Our barrels of paper-covered books were stowed away in that loft, and overhauling them one day I found a paper copy of the poems of a certain Henry W. Longfellow, then wholly unknown to me; and while the old grist-mill, whistling and wheezing to itself, made a vague music in my ears, my soul was filled with this new, strange sweetness. I read the “Spanish Student” there, and the “Coplas de Manrique” and the solemn and ever-beautiful “Voices of the Night.

There were other books in those barrels which I must have read also, but I remember only these, that spirited me again to Spain, where I had already been with Irving, and led me to attack seriously the old Spanish grammar which had been knocking about our house ever since my father bought it from a soldier of the Mexican War.

But neither these nor any other books made me discontented with the small-boy’s world about me. They made it a little more populous with visionary shapes, but that was well, and there was room for them all. It was not darkened with cares, and the duties in it were not many.

We had always worked, and we older boys had our axes now, and believed ourselves to be clearing a piece of woods which covered a hill belonging to the milling property. The timber was black-walnut and oak and hickory, and I cannot think we made much havoc in it; but we must have felled some of the trees, for I remember helping to cut them into saw-logs with the cross-cut saw, and the rapture we had in starting our logs from the brow of the hill and watching their whirling rush to the bottom. We experimented, as boys will, and we felled one large hickory with the saw instead of the axe, and barely escaped with our lives when it suddenly split near the bark, and the butt shot out between us. I preferred buckeye and sycamore trees for my own axe; they were of no use when felled, but they chopped delightfully.

VII

They grew abundantly on the island which formed another feature of our oddly distributed property. This island was by far its most fascinating feature, and for us boys it had all the charm and mystery which have in every land and age endeared islands to the heart of man. It was not naturally an island, but had been made so by the mill-races bringing the water from the dam, and emptying into the river again below the mills. Yet no atoll in the far Pacific could have been more satisfactory to us. It was low and flat, and was half under water in every spring freshet, but it had precious areas grown up to tall iron-weeds, which, withering and hardening in the frost, supplied us with the spears and darts for our Indian fights.

The island was always our battle-ground, and it resounded in the long afternoons with the war-cries of the encountering tribes. We had a book in those days called Western Adventure, which was made up of tales of pioneer and frontier life, and we were constantly reading ourselves back into that life. I have wondered often since who wrote or compiled that book; we had printed it ourselves in D——, from the stereotype plates of some temporary publisher whose name is quite lost to me. This book, and Howe’s Collections for the History of Ohio, were full of stories of the backwoodsmen and warriors who had made our State a battle-ground for nearly fifty years, and our own life in the log-cabin gave new zest to the tales of “Simon Kenton, the Pioneer,” and “Simon Girty, the Renegade;” of the captivity of Crawford, and his death at the stake; of the massacre of the Moravian Indians at Gnadenhütten; of the defeat of St.
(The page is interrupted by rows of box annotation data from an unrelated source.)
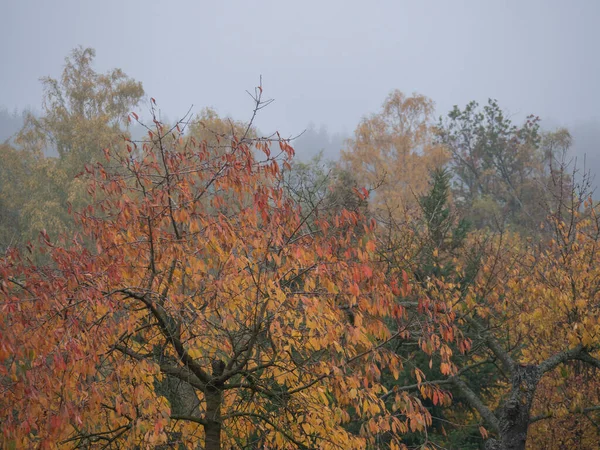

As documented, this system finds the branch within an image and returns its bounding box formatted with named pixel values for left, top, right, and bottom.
left=538, top=344, right=600, bottom=374
left=452, top=378, right=500, bottom=434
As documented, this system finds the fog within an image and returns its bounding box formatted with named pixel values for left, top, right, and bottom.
left=0, top=0, right=600, bottom=160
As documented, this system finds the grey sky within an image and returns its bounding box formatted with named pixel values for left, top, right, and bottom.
left=0, top=0, right=600, bottom=139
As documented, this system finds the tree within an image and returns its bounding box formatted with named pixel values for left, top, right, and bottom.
left=342, top=90, right=446, bottom=221
left=0, top=87, right=452, bottom=449
left=0, top=48, right=143, bottom=249
left=437, top=99, right=551, bottom=230
left=17, top=47, right=144, bottom=171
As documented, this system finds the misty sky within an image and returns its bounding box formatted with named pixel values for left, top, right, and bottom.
left=0, top=0, right=600, bottom=140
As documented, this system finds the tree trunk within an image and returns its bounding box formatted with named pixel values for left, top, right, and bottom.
left=485, top=366, right=541, bottom=450
left=204, top=386, right=223, bottom=450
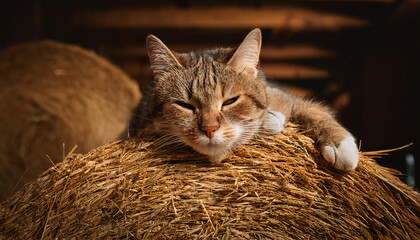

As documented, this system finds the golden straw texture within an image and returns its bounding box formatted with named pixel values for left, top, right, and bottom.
left=0, top=124, right=420, bottom=239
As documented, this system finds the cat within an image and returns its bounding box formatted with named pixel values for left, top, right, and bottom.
left=0, top=41, right=141, bottom=200
left=129, top=28, right=358, bottom=171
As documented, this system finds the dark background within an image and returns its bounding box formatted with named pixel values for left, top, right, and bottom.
left=0, top=0, right=420, bottom=188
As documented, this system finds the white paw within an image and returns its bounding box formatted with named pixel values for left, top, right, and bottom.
left=263, top=110, right=286, bottom=135
left=322, top=135, right=359, bottom=171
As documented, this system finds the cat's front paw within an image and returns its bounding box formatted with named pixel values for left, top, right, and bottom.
left=263, top=110, right=286, bottom=135
left=322, top=135, right=359, bottom=171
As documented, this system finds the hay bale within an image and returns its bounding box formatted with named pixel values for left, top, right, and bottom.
left=0, top=125, right=420, bottom=239
left=0, top=41, right=140, bottom=201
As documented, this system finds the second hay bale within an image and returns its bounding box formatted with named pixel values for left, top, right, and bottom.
left=0, top=41, right=140, bottom=200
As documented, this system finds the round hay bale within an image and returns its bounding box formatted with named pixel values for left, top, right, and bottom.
left=0, top=125, right=420, bottom=239
left=0, top=41, right=140, bottom=200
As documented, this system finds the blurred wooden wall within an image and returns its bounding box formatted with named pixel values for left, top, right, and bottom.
left=0, top=0, right=420, bottom=188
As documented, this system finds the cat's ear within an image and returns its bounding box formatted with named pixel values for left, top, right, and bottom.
left=228, top=28, right=261, bottom=77
left=146, top=35, right=182, bottom=79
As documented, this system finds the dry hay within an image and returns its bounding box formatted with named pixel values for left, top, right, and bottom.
left=0, top=41, right=141, bottom=201
left=0, top=125, right=420, bottom=239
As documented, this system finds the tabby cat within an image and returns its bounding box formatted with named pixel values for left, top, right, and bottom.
left=129, top=29, right=358, bottom=170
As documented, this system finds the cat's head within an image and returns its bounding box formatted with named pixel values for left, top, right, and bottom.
left=146, top=29, right=267, bottom=162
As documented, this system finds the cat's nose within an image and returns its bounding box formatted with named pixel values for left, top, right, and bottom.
left=201, top=126, right=219, bottom=138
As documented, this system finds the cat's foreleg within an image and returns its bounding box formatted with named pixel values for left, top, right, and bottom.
left=267, top=87, right=359, bottom=170
left=291, top=99, right=359, bottom=170
left=262, top=110, right=286, bottom=135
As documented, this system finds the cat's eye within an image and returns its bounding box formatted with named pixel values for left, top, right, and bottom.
left=175, top=101, right=195, bottom=112
left=223, top=96, right=239, bottom=106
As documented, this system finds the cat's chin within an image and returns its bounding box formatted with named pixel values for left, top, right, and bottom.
left=190, top=143, right=232, bottom=163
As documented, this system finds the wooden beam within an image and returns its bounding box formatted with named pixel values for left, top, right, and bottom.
left=260, top=63, right=330, bottom=80
left=74, top=6, right=368, bottom=30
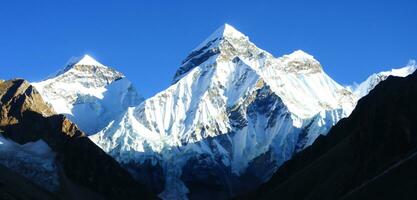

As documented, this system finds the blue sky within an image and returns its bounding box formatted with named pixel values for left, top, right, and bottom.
left=0, top=0, right=417, bottom=97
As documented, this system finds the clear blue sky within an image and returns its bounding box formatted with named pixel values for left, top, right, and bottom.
left=0, top=0, right=417, bottom=97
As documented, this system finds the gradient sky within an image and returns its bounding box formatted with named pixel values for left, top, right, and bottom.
left=0, top=0, right=417, bottom=97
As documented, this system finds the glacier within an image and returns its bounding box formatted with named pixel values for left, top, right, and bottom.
left=30, top=24, right=416, bottom=199
left=32, top=55, right=143, bottom=135
left=90, top=24, right=356, bottom=199
left=349, top=60, right=417, bottom=98
left=0, top=134, right=60, bottom=192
Clair and the victory of Wayne; of a hundred other wild and bloody incidents of our annals. We read of them at night till we were afraid to go up the ladder to the ambuscade of savages in our loft, but we fought them over by day with undaunted spirits. With our native romance I sometimes mingled with my own reading a strain of old-world poetry, and “Hamet el Zegri” and the “Unknown Spanish Knight,” encountered in the Vega before Granada on our island, while Adam Poe and Bigfoot were taking breath from their deadly struggle in the waters of the Ohio.

VIII

When the spring opened we broke up the sod on a more fertile part of the island, and planted a garden there beside our field of corn. We planted long rows of sweet-potatoes, and a splendid profusion of melons, which duly came up with their empty seed-shells fitted like helmets over their heads, and were mostly laid low the next day by the cut-worms which swarmed in the upturned sod. I have no recollection of really enjoying any of the visionary red-cores and white-cores which had furnished us a Barmecide feast when we planted their seed, and so I suppose none of them grew.

But the sweet-potatoes had better luck. Better luck I did not think it then; their rows seemed interminable to a boy set to clear their slopes of purslane with his hoe; though I do not now imagine they were necessarily a day’s journey in length. Neither could the cornfield beside them have been very vast; but again reluctant boyhood has a different scale for the measurement of such things, and perhaps if I were now set to hill it up I might think differently about its size.